Icelander Skulli Mogensen started OZ Communications in 1990, which he later sold to Nokia, and founded WOW air in 2012. The American John Oringer listed his stock photo agency Shutterstock on the stock exchange last year. According to Forbes, he's considered Silicon Valley's first billionaire.
No one ever had a real job
Neither of the two has ever had a “real” job, they would rather do their own thing - against all odds. Mogensen says people thought he was crazy because he started an airline as a telecommunications expert. And Oringer started small in 2003 with his own photos and initially did everything himself.
In general, work is an integral part of both lives: Mogensen briefly tried to retire: “But I was really bad at that. I needed new challenges, ”he confesses. Oringer cannot separate work and life.
When asked what he does, when he does not work, he has to think a long time. And Handy and Notizblog for new ideas are always handy, even at night.
Always look for improvements
Because that is also part of the entrepreneurial recipe for success: the ability to learn from mistakes and constantly seek improvements. “Learning is an ongoing process.
Shutterstock's success is ultimately the result of mistakes in previous startups, ”says Jon Oringer. And Skulli Mogensen describes the dot-com crash as one of his worst and most crucial experiences.
Prerequisites for success
Self-determination, hard work and learning ability as a prerequisite for success? Yes, but not only. Mogensen recognized, for example, at the Icelandic banking crash 2008 that there were new possibilities here - and took over a bank first. And Oringer already worked with 15 as a thriving guitar instructor.
This shows that other factors are also important: contacts, luck, good training - and the right nose for business. However, an old job rule is always true: If you want to apply something, you rarely do it.
Serpents stand for rare events
I admittedly did an involuntary psychological experiment: The setting for the experiment is the Canadian town of Whistler, a good 115 kilometers northeast of Vancouver: a 4,4-kilometer gondola runs here between Whistler Mountain and Blackcomb Peak.
Approximately every 15 minutes comes also a gondola with transparent glass floor. And now guess what happened: People are coming to the gondola. They look for a moment, as the normal gondolas barely occupy, then read the shield, which advertises the glass floor gondola - and, with few exceptions, brave the line to wait for the rare event.
An event that nobody uses
The snake gets longer and longer, while still the normal gondolas usually float empty. Finally, everyone climbs the glass-bottomed nacelle and huddles while driving at the window. In fact, nobody looks through the glass floor.
In this act, behavioral researchers and psychologists would have their bright joy, but it shows three things in a plastic manner: more attractive, which is rare and thus difficult to achieve.
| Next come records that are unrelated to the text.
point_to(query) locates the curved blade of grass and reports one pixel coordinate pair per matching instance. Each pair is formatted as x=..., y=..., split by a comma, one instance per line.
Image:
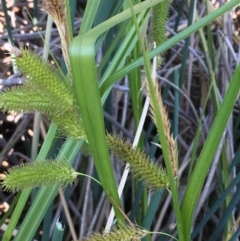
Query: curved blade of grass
x=168, y=44
x=206, y=156
x=225, y=217
x=216, y=205
x=82, y=56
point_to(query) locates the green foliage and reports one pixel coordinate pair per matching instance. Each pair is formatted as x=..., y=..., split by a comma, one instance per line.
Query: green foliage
x=143, y=167
x=36, y=174
x=77, y=110
x=123, y=233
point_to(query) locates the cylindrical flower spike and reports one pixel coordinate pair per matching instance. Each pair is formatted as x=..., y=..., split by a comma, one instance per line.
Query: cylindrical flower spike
x=123, y=233
x=39, y=173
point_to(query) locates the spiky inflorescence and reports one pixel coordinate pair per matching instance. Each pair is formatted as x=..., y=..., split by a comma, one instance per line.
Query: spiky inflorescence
x=45, y=91
x=39, y=173
x=123, y=233
x=42, y=76
x=143, y=167
x=57, y=9
x=159, y=18
x=170, y=141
The attractiveness here is by no means dependent on the actual benefit and is not rationally comprehensible, as the behavior in the gondola shows. And: The more fans, the more attractive.
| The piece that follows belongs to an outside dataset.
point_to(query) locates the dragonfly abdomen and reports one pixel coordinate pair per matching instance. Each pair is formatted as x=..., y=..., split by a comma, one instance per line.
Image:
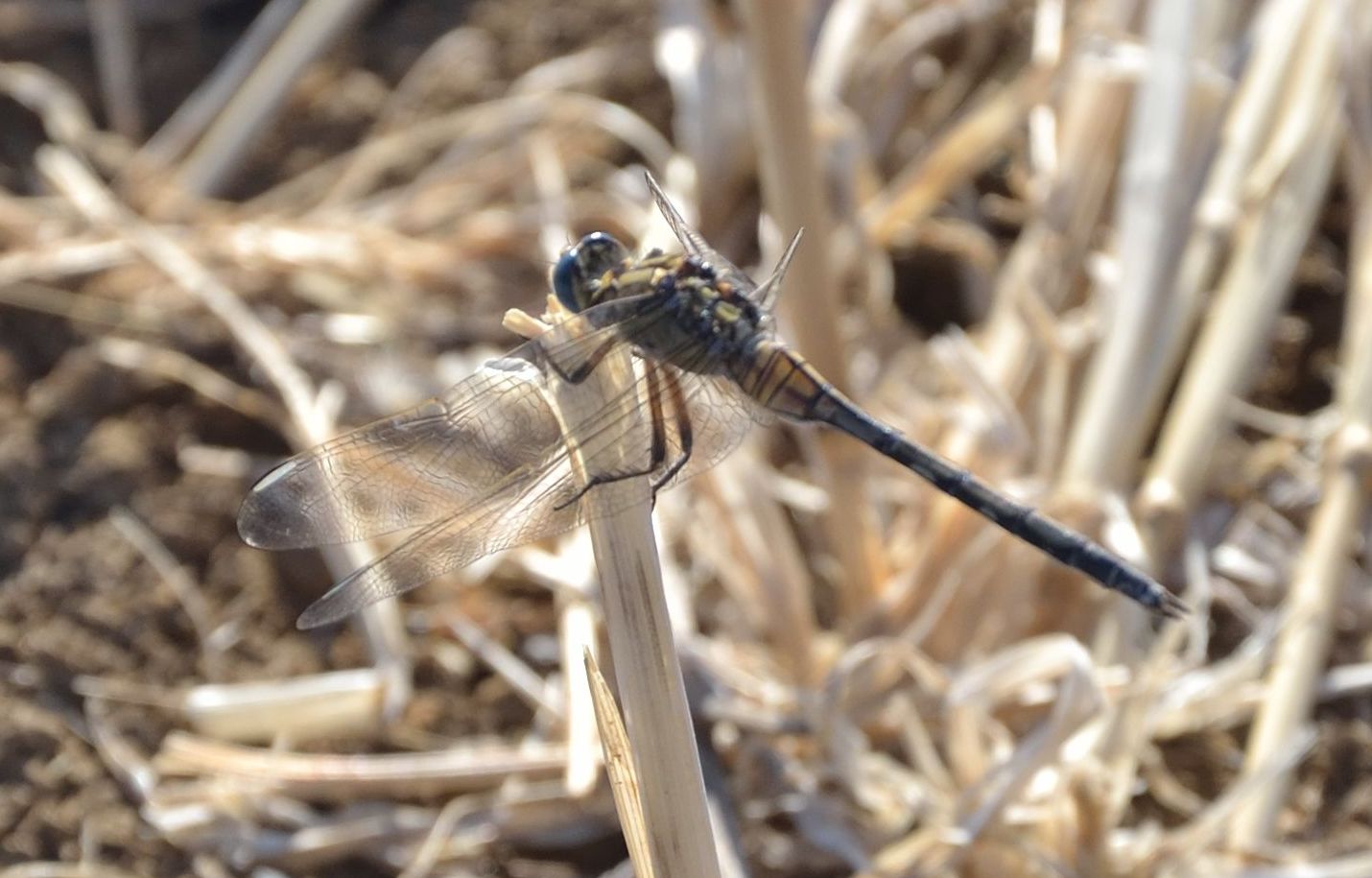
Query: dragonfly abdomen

Whoever wants to apply something is rare
This can also be used for the career: who for his Company Wishing to remain attractive is a good idea to make yourself scarce and show, for example, that he has other options to increase his own "market value".
For the industrious little lady, who says yes to all, is useful, but for the boss also quickly normality. On the other hand, it is often the case who is particularly attractive.
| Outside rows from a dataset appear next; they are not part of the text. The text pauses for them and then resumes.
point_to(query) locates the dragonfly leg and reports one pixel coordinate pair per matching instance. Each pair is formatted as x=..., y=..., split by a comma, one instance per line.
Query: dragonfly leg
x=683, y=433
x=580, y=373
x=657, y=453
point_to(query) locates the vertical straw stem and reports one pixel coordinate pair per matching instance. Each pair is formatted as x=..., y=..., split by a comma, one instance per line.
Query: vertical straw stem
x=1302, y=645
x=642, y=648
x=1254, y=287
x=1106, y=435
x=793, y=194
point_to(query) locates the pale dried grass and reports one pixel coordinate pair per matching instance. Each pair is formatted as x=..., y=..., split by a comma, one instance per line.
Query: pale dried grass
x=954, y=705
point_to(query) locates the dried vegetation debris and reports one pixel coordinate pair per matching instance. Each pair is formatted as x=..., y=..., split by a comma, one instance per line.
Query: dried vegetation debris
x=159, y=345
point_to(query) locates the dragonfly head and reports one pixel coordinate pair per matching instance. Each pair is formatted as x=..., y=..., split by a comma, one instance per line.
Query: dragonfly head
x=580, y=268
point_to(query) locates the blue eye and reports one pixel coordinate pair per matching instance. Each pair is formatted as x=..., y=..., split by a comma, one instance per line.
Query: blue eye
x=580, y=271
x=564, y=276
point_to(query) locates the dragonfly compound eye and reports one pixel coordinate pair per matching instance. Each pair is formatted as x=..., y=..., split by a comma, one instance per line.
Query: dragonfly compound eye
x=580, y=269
Important: Other people win for themselves
According to a study by IBM, professional success should even depend on ten percent of performance, the rest is determined by image and degree of recognition.
In order to be more attractive, it is just as important to win other people and strengthen their own position in the team. This, in turn, is best achieved by empathy and respect with others. As is often the case, the right dose between the extremes is important.
Always have the same motivation
Reinhold Messner also recognized how important good team compositions are. The South Tyrolean extreme mountaineer was the first to climb all 14 eight-thousanders and crossed Antarctica and Greenland on foot. The cohesion in his team was always vital to his survival. And for him this starts with the selection of his colleagues:
"I only started with people who had the same motivation as myself," says Messner during our interview in Bolzano: "If they had only been motivated by money, they would probably have given up after a week. That would have been a death sentence in the situation. ”
Those who work together must pull together - sounds simple, but often fails in practice because teams are only put together according to their abilities. After the personal motivations in the team is rarely asked, they are crucial if you want to work with and not against each other.